Return Healthcare to the Free Market
Young Americans For Liberty
October 17, 2009

Our current healthcare system is a mess, and leaves individuals in situations where they are forced to pay an arm and a leg for treaments that years ago were hardly expensive. Often, because of these costs, the sick cannot get treatment at all, and many die because of this fact. Unfortunately, our political leaders and the mass media have painted this as a grim situation with only two possible answers: increase government oversight of the health care industry, or leave the situation as is.
This is just as false a dichotomy as the supposition that we, as voters, have only the Republicans and Democrats to choose from, and must choose between neoclassical or Keynesian economics.
The assumption has been that our medical/health care industry has been largely a free market that has led to constantly increasing costs because of the “greed” of health care/insurance CEOs seeking profit. These assumptions are false. The truth is that the high cost of health care today is a direct result of numerous years of gradual government intervention in the health care industry.
During World War II, in an attempt to counter mounting inflation, the federal government instituted a wage freeze. Wages are the main way that companies compete for labor, so companies had to look for other ways to compete for workers.
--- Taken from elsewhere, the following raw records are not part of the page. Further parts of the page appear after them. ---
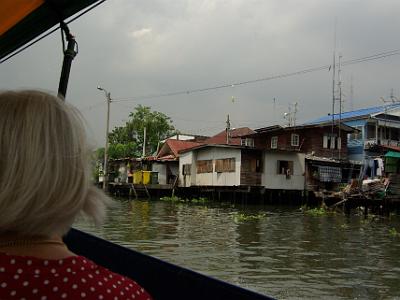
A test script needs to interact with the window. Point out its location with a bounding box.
[277,160,293,176]
[322,134,342,149]
[215,158,235,173]
[240,138,254,147]
[182,164,192,175]
[349,126,364,140]
[291,133,300,147]
[271,136,278,149]
[196,160,212,174]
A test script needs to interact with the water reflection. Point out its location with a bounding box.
[72,200,400,299]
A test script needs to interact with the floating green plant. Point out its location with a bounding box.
[160,196,209,204]
[389,227,400,237]
[233,213,267,223]
[160,196,185,202]
[304,207,329,216]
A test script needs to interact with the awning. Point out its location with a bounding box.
[0,0,99,60]
[385,151,400,158]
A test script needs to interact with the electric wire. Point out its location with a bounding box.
[114,49,400,102]
[0,0,106,64]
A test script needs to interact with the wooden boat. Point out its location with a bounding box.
[64,229,272,300]
[0,0,271,300]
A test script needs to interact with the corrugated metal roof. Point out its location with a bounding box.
[304,103,400,125]
[203,127,255,145]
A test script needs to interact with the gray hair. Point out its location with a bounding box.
[0,90,109,236]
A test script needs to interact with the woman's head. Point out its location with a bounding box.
[0,90,107,236]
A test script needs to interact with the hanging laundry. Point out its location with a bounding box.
[318,166,342,182]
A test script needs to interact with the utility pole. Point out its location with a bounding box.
[331,18,337,157]
[337,55,342,160]
[226,115,231,145]
[97,86,111,191]
[142,126,146,158]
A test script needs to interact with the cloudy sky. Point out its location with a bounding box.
[0,0,400,145]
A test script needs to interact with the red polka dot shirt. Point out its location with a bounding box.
[0,253,151,300]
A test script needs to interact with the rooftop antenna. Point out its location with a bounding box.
[283,102,298,127]
[350,74,354,111]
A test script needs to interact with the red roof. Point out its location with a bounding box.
[157,139,202,160]
[204,127,255,145]
[381,145,400,152]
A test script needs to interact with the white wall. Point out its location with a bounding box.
[151,162,167,184]
[194,147,241,186]
[179,147,241,186]
[261,151,305,190]
[179,151,196,187]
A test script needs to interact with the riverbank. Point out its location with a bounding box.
[76,200,400,299]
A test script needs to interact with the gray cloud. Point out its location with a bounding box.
[0,0,400,144]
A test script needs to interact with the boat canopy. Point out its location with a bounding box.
[385,151,400,158]
[0,0,102,61]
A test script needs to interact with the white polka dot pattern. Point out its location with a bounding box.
[0,253,151,300]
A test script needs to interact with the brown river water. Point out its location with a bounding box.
[74,199,400,299]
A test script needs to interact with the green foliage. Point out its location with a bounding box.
[233,213,267,223]
[103,105,177,159]
[108,142,140,159]
[160,196,185,202]
[304,207,328,217]
[125,105,176,153]
[160,196,209,204]
[389,227,400,237]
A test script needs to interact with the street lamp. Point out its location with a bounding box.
[97,86,111,191]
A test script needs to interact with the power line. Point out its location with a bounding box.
[0,0,106,64]
[114,49,400,102]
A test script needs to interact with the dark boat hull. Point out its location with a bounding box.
[64,229,272,300]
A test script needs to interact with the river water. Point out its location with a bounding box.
[75,200,400,299]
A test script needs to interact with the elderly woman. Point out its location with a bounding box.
[0,91,150,300]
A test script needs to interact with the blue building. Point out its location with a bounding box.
[307,103,400,161]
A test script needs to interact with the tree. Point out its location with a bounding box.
[126,105,177,153]
[104,105,177,158]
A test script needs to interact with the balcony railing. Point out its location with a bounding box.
[364,138,400,149]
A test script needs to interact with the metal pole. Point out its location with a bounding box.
[58,24,78,100]
[103,93,111,191]
[142,126,146,158]
[97,86,111,191]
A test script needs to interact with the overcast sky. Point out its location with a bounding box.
[0,0,400,145]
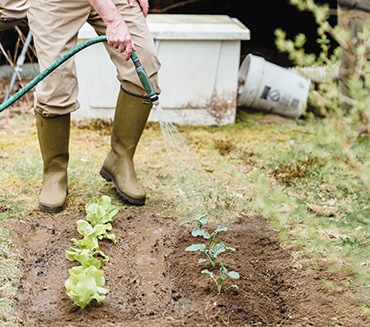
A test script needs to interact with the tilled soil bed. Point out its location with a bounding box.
[9,206,370,327]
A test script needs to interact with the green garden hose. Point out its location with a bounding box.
[0,35,158,112]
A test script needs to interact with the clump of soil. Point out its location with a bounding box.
[8,207,369,327]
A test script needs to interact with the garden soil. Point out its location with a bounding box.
[7,206,370,327]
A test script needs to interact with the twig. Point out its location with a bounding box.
[149,0,202,13]
[0,42,21,79]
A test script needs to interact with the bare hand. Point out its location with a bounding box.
[106,20,136,61]
[128,0,149,17]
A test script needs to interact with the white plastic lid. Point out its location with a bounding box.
[147,14,250,40]
[78,14,250,40]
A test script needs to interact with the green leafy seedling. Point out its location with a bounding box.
[65,196,118,309]
[64,266,109,309]
[201,262,240,293]
[85,195,118,227]
[181,215,235,267]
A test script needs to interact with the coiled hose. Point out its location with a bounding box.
[0,35,159,112]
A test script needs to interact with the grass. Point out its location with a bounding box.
[0,108,370,323]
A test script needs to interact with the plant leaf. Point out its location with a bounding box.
[209,243,226,259]
[185,244,206,253]
[82,258,105,269]
[194,215,208,229]
[191,228,210,240]
[180,221,193,226]
[214,225,231,235]
[227,271,240,279]
[219,262,227,278]
[201,269,215,278]
[77,220,94,236]
[64,267,105,309]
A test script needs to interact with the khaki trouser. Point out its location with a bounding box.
[28,0,161,116]
[0,0,29,21]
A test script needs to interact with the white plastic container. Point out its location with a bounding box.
[238,54,311,118]
[72,14,250,125]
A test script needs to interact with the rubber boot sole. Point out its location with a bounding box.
[100,167,145,206]
[39,203,66,213]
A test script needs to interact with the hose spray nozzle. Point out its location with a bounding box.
[131,51,159,106]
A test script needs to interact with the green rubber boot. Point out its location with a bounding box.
[36,112,71,213]
[100,90,152,205]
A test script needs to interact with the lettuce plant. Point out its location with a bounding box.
[64,196,118,309]
[65,265,109,309]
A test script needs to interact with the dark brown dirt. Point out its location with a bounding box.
[7,206,370,327]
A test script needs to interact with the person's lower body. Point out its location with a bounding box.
[28,0,160,212]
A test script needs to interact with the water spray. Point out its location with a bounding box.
[0,35,159,112]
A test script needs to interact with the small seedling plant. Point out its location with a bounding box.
[181,215,240,293]
[64,196,118,309]
[181,215,235,267]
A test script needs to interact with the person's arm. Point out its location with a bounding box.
[89,0,136,60]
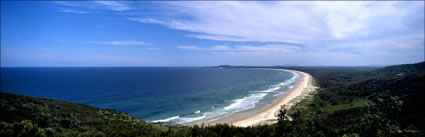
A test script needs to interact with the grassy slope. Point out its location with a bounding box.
[0,62,425,137]
[0,92,167,135]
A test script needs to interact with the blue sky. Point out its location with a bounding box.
[1,1,425,67]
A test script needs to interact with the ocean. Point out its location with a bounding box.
[1,67,300,124]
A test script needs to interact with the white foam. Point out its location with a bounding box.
[224,97,246,110]
[179,113,207,123]
[224,93,267,112]
[152,116,180,123]
[261,87,280,93]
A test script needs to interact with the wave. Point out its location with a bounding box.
[261,87,280,93]
[224,93,267,112]
[152,72,299,124]
[152,116,180,123]
[178,113,207,123]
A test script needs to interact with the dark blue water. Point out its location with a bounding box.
[1,67,298,123]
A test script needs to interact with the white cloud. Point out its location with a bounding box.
[59,9,88,14]
[88,41,148,45]
[132,1,423,44]
[146,48,162,50]
[95,1,131,11]
[178,44,299,54]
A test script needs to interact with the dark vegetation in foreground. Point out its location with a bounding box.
[0,62,425,137]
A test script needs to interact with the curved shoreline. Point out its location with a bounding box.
[204,69,314,127]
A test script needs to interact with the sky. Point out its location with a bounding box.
[1,1,425,67]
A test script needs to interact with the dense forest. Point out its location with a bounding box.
[0,62,425,137]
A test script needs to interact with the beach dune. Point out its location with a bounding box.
[206,70,316,127]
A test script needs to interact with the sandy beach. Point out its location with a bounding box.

Companies overwhelmingly favored offering health insurance benefits to their employees, and over the years the government has instituted more and more incentives – usually through tax breaks – for companies to provide health benefits to employees. These tax incentives, and the employer mandates that eventually followed, were the key reason that employer-provided health insurance became a mainstay. It was never a natural result of the free market.
This increase in benefits gave the incentive for individuals to visit the doctor more often than they normally would (even for rudimentary colds and such) because they did not pay directly for benefits. It acted as a price control, driving up costs and creating shortages, reflected in waiting times at doctors’ offices and hospitals.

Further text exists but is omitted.